Here is an interesting article that was written by Susan Smith of the National Post. It outlines the pitfalls when it comes to mortgage financing for cottages. A very interesting read for those interested in the acquisition of cottage properties.
No furnace? No foundation? When it comes to buying a cottage, that could mean no financing.
City dwellers are beginning to think of ducks and docks as a respite from concrete and congestion. But unless you have the cash on hand, it’s important to understand mortgage options before you start looking for your slice of paradise.
“We like to make sure clients are fully educated so they’re not wasting their time,” says Jeremy Ridley, a Barrie, Ont.-based senior residential mortgage specialist at RBC Royal Bank. “Also that they don’t fall in love with a property that can’t be mortgaged within their means.” Preapproval is especially important, he adds, because of huge variances in location and the types of properties that are available.

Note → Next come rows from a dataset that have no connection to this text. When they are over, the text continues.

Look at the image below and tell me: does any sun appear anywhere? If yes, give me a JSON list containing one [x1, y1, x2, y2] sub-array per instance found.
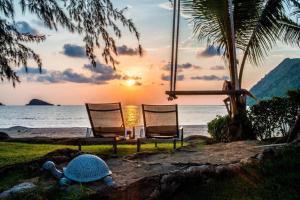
[[126, 79, 136, 86]]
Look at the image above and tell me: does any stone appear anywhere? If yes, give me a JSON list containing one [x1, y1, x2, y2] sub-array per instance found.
[[0, 182, 36, 198]]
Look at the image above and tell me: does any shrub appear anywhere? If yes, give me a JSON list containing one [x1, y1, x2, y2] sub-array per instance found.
[[248, 90, 299, 140], [207, 115, 230, 142]]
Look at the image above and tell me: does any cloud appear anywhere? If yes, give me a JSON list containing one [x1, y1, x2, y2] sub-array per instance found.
[[16, 67, 47, 75], [61, 44, 86, 58], [134, 81, 143, 86], [16, 21, 38, 35], [161, 74, 184, 81], [209, 65, 225, 70], [162, 63, 201, 72], [21, 62, 122, 84], [191, 75, 229, 81], [122, 75, 142, 81], [17, 61, 142, 86], [157, 1, 190, 18], [117, 45, 139, 56], [83, 61, 115, 74], [198, 45, 221, 57], [29, 68, 101, 84]]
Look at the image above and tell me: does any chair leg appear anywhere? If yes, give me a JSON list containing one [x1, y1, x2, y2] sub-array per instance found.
[[173, 139, 176, 149], [113, 138, 117, 154], [181, 129, 183, 146], [136, 139, 141, 152]]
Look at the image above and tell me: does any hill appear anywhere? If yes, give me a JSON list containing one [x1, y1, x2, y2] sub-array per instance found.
[[26, 99, 53, 106], [248, 58, 300, 105]]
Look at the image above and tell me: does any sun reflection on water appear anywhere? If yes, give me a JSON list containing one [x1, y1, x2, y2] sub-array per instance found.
[[124, 106, 141, 127]]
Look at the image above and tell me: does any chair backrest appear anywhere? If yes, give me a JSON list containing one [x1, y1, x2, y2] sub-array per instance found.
[[85, 103, 125, 137], [142, 104, 179, 137]]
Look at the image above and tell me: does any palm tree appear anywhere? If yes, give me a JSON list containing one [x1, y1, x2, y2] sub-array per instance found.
[[0, 0, 142, 84], [182, 0, 300, 138]]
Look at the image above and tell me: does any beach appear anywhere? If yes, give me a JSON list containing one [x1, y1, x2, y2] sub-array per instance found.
[[0, 105, 226, 138], [0, 125, 209, 138]]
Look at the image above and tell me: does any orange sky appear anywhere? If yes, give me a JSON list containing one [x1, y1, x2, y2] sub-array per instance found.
[[0, 0, 299, 105]]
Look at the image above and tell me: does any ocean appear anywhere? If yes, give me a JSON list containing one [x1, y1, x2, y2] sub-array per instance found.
[[0, 105, 227, 138]]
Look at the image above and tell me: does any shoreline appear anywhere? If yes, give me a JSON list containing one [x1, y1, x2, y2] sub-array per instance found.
[[0, 125, 210, 138]]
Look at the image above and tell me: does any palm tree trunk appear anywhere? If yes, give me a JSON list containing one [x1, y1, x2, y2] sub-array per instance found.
[[228, 0, 240, 118]]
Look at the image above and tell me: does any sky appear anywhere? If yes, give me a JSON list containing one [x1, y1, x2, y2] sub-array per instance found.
[[0, 0, 299, 105]]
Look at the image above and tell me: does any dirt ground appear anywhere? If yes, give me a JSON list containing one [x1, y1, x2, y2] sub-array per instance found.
[[106, 141, 264, 186]]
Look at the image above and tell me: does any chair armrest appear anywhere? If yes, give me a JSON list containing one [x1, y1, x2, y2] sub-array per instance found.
[[179, 126, 183, 139], [85, 128, 92, 138]]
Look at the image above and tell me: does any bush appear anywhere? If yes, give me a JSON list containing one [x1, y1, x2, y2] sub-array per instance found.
[[207, 115, 230, 142], [248, 90, 299, 140]]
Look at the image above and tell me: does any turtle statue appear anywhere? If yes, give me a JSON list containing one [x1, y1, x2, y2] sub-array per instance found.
[[43, 154, 115, 186]]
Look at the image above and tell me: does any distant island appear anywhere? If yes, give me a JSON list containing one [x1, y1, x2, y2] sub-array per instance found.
[[26, 99, 53, 106], [248, 58, 300, 105]]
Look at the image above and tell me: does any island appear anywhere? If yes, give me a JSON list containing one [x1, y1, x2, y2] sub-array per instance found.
[[26, 99, 53, 106]]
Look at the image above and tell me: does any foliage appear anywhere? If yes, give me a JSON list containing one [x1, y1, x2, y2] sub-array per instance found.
[[0, 0, 142, 84], [0, 142, 186, 168], [247, 58, 300, 105], [173, 143, 300, 200], [183, 0, 300, 86], [248, 92, 298, 139], [207, 115, 230, 142]]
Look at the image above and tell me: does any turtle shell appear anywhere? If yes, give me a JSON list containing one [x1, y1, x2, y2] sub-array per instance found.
[[64, 154, 111, 183]]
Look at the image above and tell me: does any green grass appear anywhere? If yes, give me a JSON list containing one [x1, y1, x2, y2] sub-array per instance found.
[[0, 142, 186, 167], [174, 145, 300, 200]]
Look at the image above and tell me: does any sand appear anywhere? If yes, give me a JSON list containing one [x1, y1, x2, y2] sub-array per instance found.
[[0, 125, 209, 138]]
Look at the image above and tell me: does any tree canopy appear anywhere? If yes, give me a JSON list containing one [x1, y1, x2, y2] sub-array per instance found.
[[0, 0, 142, 84], [182, 0, 300, 85]]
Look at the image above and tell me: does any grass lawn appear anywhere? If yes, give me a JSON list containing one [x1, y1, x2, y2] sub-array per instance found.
[[0, 142, 186, 167]]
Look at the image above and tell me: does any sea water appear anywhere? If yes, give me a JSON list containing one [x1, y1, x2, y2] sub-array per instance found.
[[0, 105, 226, 135]]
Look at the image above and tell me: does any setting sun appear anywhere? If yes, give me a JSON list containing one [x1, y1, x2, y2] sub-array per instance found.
[[126, 79, 136, 86]]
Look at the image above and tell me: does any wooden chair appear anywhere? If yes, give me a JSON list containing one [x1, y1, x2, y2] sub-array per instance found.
[[137, 104, 183, 152], [85, 103, 125, 153]]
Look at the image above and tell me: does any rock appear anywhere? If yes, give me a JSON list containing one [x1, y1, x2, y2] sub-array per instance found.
[[0, 132, 10, 140], [0, 182, 36, 198], [26, 99, 53, 106]]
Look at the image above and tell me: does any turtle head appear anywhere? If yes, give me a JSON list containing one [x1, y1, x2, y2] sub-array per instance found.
[[43, 161, 63, 178], [103, 176, 117, 187]]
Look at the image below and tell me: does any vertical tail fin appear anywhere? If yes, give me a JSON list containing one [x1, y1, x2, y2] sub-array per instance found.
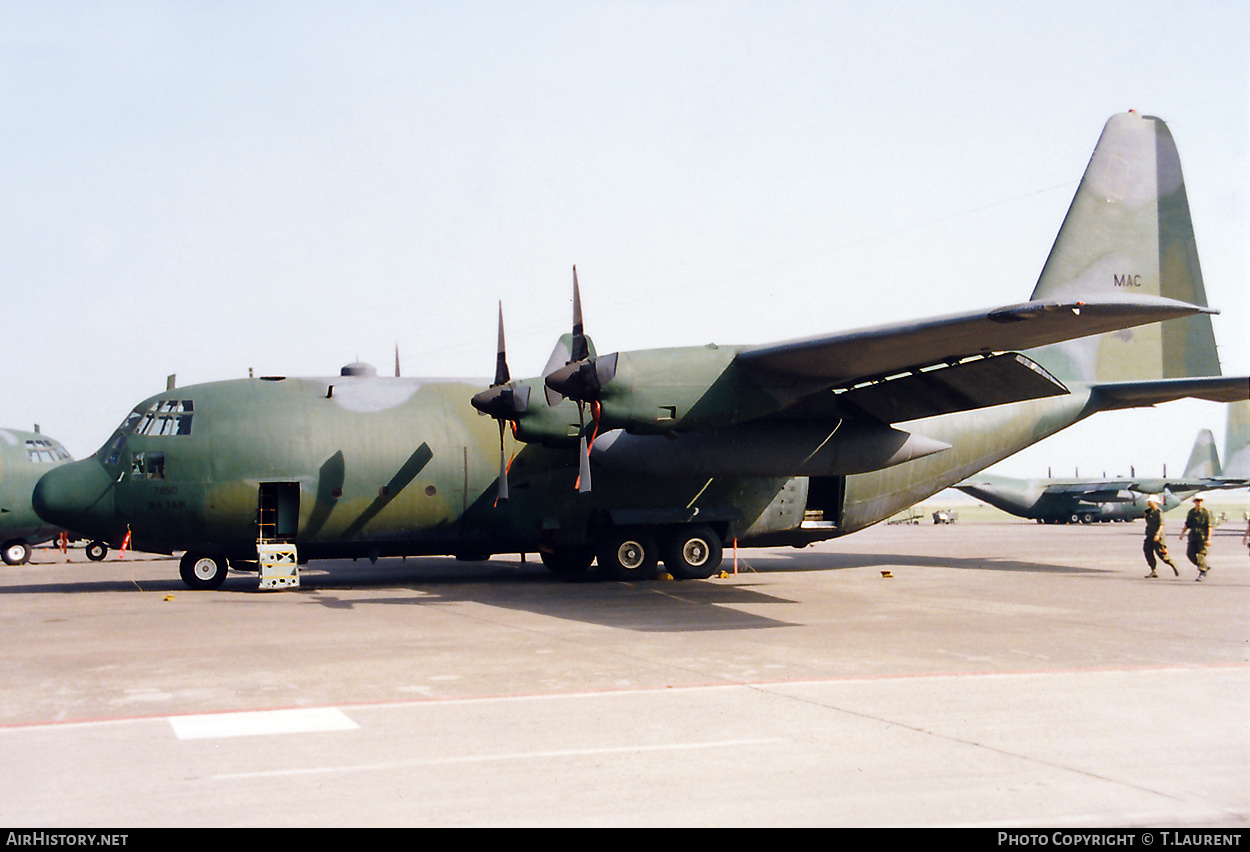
[[1030, 112, 1220, 382], [1184, 428, 1220, 480], [1224, 401, 1250, 478]]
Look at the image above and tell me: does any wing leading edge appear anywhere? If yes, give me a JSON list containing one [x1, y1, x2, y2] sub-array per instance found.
[[735, 295, 1214, 424]]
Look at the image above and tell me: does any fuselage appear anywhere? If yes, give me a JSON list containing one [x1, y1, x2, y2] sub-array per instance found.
[[35, 376, 1105, 560], [0, 428, 71, 561], [955, 467, 1198, 523]]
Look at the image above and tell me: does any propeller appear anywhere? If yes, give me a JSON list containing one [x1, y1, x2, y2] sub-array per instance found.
[[543, 266, 615, 493], [471, 302, 530, 505]]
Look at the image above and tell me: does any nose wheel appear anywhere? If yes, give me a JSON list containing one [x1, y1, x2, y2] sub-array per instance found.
[[178, 551, 228, 590], [3, 541, 30, 565]]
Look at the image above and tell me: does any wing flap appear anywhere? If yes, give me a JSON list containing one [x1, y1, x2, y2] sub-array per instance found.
[[783, 352, 1069, 424]]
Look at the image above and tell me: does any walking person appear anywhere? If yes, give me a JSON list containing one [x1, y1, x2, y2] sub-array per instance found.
[[1180, 497, 1211, 580], [1141, 497, 1180, 577]]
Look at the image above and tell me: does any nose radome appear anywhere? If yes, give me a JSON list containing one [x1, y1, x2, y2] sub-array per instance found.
[[30, 458, 114, 535]]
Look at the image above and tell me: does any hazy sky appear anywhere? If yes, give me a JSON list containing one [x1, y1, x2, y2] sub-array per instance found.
[[0, 0, 1250, 484]]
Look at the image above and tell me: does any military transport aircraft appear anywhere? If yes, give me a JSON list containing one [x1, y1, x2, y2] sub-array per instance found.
[[955, 417, 1250, 523], [26, 112, 1250, 588], [0, 426, 71, 565]]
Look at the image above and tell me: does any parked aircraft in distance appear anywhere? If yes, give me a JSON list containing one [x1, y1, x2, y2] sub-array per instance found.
[[0, 426, 71, 565], [35, 112, 1250, 588], [955, 406, 1250, 523]]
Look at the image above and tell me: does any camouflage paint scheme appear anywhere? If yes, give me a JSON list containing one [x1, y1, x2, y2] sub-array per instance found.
[[26, 114, 1250, 587], [0, 427, 70, 565]]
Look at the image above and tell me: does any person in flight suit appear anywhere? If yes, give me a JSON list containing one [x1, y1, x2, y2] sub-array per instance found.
[[1141, 497, 1180, 577], [1180, 497, 1211, 580]]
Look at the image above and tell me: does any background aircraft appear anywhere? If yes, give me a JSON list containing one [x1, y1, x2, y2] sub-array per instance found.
[[0, 426, 71, 565], [955, 406, 1250, 523], [35, 112, 1250, 588]]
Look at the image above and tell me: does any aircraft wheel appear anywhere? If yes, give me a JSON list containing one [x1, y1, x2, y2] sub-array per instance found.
[[539, 547, 595, 580], [664, 526, 724, 580], [596, 528, 659, 580], [178, 552, 226, 588], [0, 541, 30, 565]]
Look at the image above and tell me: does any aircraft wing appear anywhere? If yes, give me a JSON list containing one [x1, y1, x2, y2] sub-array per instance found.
[[736, 294, 1210, 424], [736, 294, 1215, 385], [1093, 376, 1250, 411]]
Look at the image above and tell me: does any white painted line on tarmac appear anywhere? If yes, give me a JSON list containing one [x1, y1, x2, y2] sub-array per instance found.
[[169, 707, 360, 740], [213, 737, 791, 781]]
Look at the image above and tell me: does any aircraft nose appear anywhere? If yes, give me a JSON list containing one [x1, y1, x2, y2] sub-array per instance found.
[[30, 458, 114, 535]]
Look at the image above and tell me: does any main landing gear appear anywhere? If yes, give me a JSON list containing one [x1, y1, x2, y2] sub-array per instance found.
[[541, 525, 724, 581]]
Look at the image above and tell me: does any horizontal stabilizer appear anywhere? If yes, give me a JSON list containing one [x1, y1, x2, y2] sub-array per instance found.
[[1090, 376, 1250, 411]]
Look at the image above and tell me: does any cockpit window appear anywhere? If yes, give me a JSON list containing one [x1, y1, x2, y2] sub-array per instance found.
[[131, 400, 195, 435], [100, 400, 195, 464], [26, 438, 70, 463]]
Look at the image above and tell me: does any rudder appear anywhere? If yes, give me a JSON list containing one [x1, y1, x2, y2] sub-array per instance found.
[[1030, 112, 1220, 382]]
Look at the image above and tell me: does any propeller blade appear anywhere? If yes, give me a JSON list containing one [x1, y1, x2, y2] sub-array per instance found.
[[495, 302, 513, 385], [495, 419, 508, 506], [578, 435, 590, 493]]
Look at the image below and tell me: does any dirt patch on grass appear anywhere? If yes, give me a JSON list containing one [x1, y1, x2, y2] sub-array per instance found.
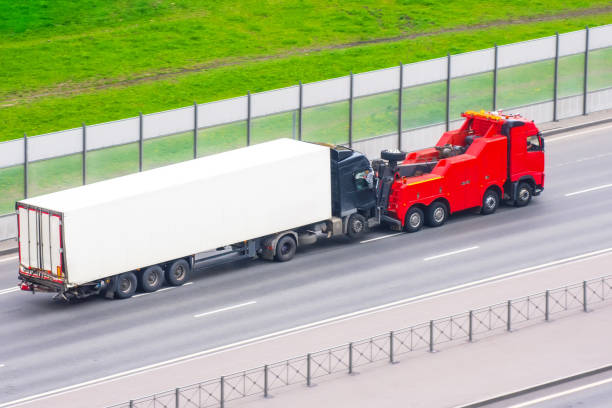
[[0, 4, 612, 108]]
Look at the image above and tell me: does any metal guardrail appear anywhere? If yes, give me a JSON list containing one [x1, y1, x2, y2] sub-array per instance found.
[[108, 275, 612, 408]]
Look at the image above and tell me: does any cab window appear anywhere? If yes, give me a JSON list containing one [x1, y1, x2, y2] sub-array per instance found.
[[353, 169, 374, 191], [527, 135, 542, 152]]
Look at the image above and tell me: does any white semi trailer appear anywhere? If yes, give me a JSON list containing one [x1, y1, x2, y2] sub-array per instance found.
[[16, 139, 384, 299]]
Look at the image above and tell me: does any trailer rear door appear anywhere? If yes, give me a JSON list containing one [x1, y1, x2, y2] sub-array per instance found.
[[17, 205, 65, 282]]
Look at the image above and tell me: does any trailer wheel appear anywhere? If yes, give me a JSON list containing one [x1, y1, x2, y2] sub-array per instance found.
[[139, 265, 164, 292], [404, 207, 425, 232], [514, 182, 533, 207], [274, 235, 297, 262], [347, 213, 367, 238], [115, 272, 138, 299], [480, 188, 499, 215], [427, 201, 448, 227], [166, 259, 191, 286]]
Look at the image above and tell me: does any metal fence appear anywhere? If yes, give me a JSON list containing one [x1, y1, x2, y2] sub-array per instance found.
[[109, 275, 612, 408], [0, 24, 612, 226]]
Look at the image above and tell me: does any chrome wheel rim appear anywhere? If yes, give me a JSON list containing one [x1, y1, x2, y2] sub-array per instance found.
[[174, 265, 185, 280], [408, 212, 421, 228], [433, 207, 445, 223], [147, 272, 159, 286]]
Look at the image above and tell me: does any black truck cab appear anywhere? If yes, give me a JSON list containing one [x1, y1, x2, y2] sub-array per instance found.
[[330, 146, 376, 218]]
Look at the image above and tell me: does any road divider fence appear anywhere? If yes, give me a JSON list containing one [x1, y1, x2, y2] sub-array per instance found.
[[108, 275, 612, 408]]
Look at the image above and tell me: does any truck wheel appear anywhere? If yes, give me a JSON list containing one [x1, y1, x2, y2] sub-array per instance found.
[[166, 259, 191, 286], [347, 213, 367, 238], [140, 265, 164, 292], [115, 272, 138, 299], [274, 235, 297, 262], [514, 182, 533, 207], [480, 188, 499, 215], [404, 207, 425, 232], [427, 201, 448, 227]]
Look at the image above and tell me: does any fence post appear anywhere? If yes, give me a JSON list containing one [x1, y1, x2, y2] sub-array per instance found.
[[23, 133, 28, 198], [582, 281, 587, 312], [219, 376, 225, 408], [264, 364, 268, 398], [553, 31, 559, 122], [349, 71, 353, 147], [349, 343, 353, 374], [582, 26, 589, 115], [389, 330, 395, 364], [446, 52, 451, 132], [298, 81, 304, 140], [506, 300, 512, 331], [544, 290, 550, 321], [306, 353, 310, 387], [493, 44, 498, 111], [429, 320, 433, 353], [81, 122, 87, 185], [247, 91, 251, 146], [193, 101, 198, 159], [468, 310, 474, 342], [138, 112, 144, 171], [397, 62, 404, 150]]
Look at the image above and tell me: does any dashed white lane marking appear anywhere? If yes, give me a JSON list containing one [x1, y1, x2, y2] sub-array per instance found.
[[546, 125, 612, 144], [510, 378, 612, 408], [0, 247, 612, 408], [0, 288, 19, 295], [193, 300, 257, 317], [423, 246, 480, 261], [133, 282, 193, 298], [565, 184, 612, 197], [359, 232, 404, 244]]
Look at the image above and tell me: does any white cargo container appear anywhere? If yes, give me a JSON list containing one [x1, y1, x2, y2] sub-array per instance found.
[[16, 139, 380, 297]]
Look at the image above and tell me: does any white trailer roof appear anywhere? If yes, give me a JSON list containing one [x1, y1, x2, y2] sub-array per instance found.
[[20, 139, 329, 212]]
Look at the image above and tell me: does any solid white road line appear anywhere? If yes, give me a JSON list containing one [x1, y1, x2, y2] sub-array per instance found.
[[510, 377, 612, 408], [193, 300, 257, 318], [545, 125, 612, 144], [565, 184, 612, 197], [0, 288, 19, 295], [423, 246, 480, 261], [0, 247, 612, 408], [359, 232, 404, 244], [0, 255, 19, 263]]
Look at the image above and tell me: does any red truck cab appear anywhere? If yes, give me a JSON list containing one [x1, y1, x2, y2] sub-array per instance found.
[[383, 111, 544, 232]]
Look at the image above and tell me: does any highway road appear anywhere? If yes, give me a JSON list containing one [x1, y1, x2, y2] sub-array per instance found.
[[484, 370, 612, 408], [0, 125, 612, 406]]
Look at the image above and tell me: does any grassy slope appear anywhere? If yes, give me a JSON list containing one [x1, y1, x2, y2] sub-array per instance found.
[[0, 0, 612, 213], [0, 0, 610, 140]]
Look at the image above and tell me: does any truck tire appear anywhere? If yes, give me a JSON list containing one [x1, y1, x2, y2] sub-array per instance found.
[[346, 213, 368, 239], [274, 235, 297, 262], [514, 181, 533, 207], [139, 265, 164, 292], [166, 259, 191, 286], [404, 207, 425, 232], [380, 150, 406, 162], [480, 188, 499, 215], [115, 272, 138, 299], [427, 201, 448, 227]]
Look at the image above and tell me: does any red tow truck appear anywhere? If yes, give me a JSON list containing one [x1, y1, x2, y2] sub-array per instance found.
[[373, 111, 544, 232]]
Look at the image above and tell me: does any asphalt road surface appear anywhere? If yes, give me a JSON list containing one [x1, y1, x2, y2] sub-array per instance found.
[[0, 125, 612, 404]]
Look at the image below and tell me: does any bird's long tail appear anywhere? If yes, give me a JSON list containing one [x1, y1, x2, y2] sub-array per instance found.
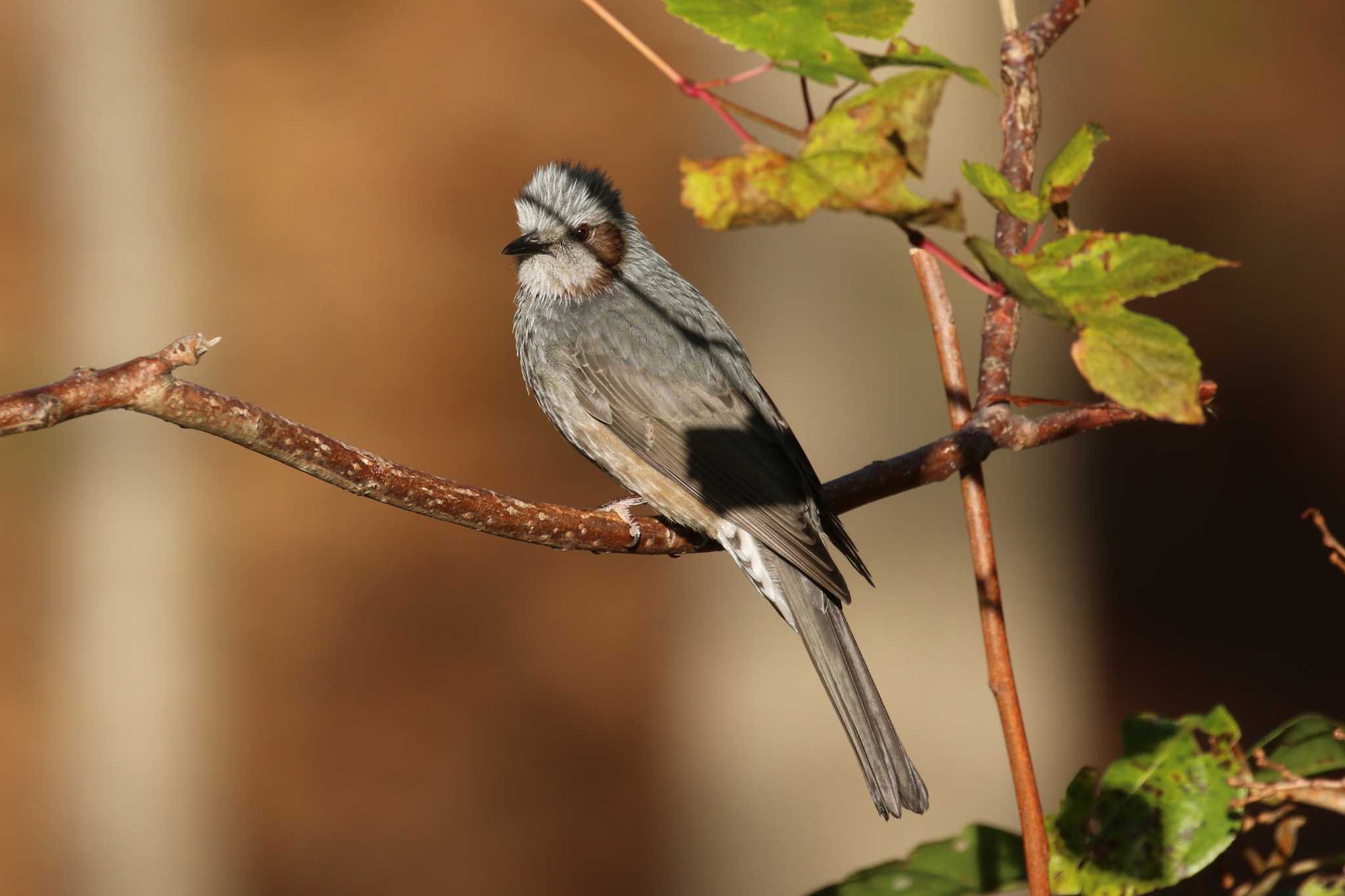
[[725, 539, 929, 818]]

RBC divides the cottage world into two categories that define financing options. “Vacation A” properties are those with permanent foundations (installed below the frost line), year-round access, a permanent heat source and potable water, whether it be from municipal services, a well or treated lake water. These properties are zoned residential and are for personal use.
“Basically, what insurers and banks want to know is that that house can sustain itself if no one is around for weeks or months at a time,” Mr. Ridley says. “In the winter, you can leave the water on and set the heat at 15 degrees. Also, because it has a permanent foundation, you’re not going to have every animal and the dog going to live under the house.” Maintained roads are also important so the property can be accessed year-round.
Qualifying for a Vacation A is similar to qualifying for a principle residence, he says. This is true even though CMHC, which provides mortgage default insurance for home buyers who put down less than 20%, no longer insures second homes. Buyers won’t notice the difference for Vacation A properties because the two big private mortgage insurers — Genworth Canada and Canada Guaranty — continue to provide the insurance.
Instead of using CMHC for approvals, Mr. Ridley says, “we’ll toggle over to the other two, so I think it’s going to be business as usual.”
But cottage hunters who want more of a wilderness experience will likely find it harder to find financing through a bank. RBC calls them “Vacation B” properties, those with wood stoves or fireplaces, sitting on blocks or piers, having only seasonal access, or no potable water source.
For Vacation Bs, amortization is capped at 25 years and the bank requires a down payment of at least 35% in order to avoid the added cost of mortgage insurance. Genworth will provide mortgage insurance for these types of properties with at least 10% down. Canada Guaranty, however, does not have the Vacation B program.
“Vacation B properties are not a sought-after thing for banks to mortgage,” Mr. Ridley says.
This is good news for alternative lender professionals such as Matthew Robinson, a mortgage expert with roots in the Land O’ Lakes region northeast of Toronto.
His father, Wayne, started Pillar Financial Services 30 years ago after a business partner couldn’t get a mortgage to buy a house because it was considered a rural property. “He had a good job but just because the house wasn’t on a sewer system he didn’t qualify,” says Matthew Robinson, now executive vice-president of Pillar, which administers Frontenac Mortgage Investment Corp., a $150-million portfolio of private mortgage capital.
Things have changed in the past 30 years, of course, but the fact remains that Schedule 1 banks are still more rule-bound and less flexible, meaning there is room for companies such as Pillar to fill the gap.
Cottages off the beaten path or in less-than-prime condition don’t bother Mr. Robinson. A borrower’s self-employment or blemished credit record is also something the company can be more flexible with.
“At the end of the day, it’s all about evaluating the risk,” he says. “If you tell us why you didn’t qualify and we’re comfortable with it, [we] can price it, at a higher rate.” Or a buyer might be asked to put more money down.
If you have good credit, but a property doesn’t fit in the comfort zone of the banks, a mortgage loan through Pillar might cost 6% to 7%. If you have credit problems, it may cost you 10%. Construction loans, an area where Pillar also specializes, are in the neighbourhood of 12%.
Looking at the view from his Sharbot Lake office about an hour north of Kingston, Mr. Robinson notes that lakefront lots that went for $20,000 to $30,000 when he started in the business years ago are now selling for $150,000. But the region is still considered a relatively affordable place to buy a cottage.
Land O’ Lakes — there are about 5,000 of them stretching north and east of Kingston — is becoming more popular as an alternative to Muskoka.
“You can still get a basic cottage here for $250,000,” Mr. Robinson says. “The average is about $300,000, and $500,000 will get you something spectacular. If you were on Lake Joseph [in the Muskokas] you wouldn’t even get a lot for that.”
Some people, he adds, “still want to have that creaky door instead of a monster home. Just a cottage. A place to go fishing with the kids.”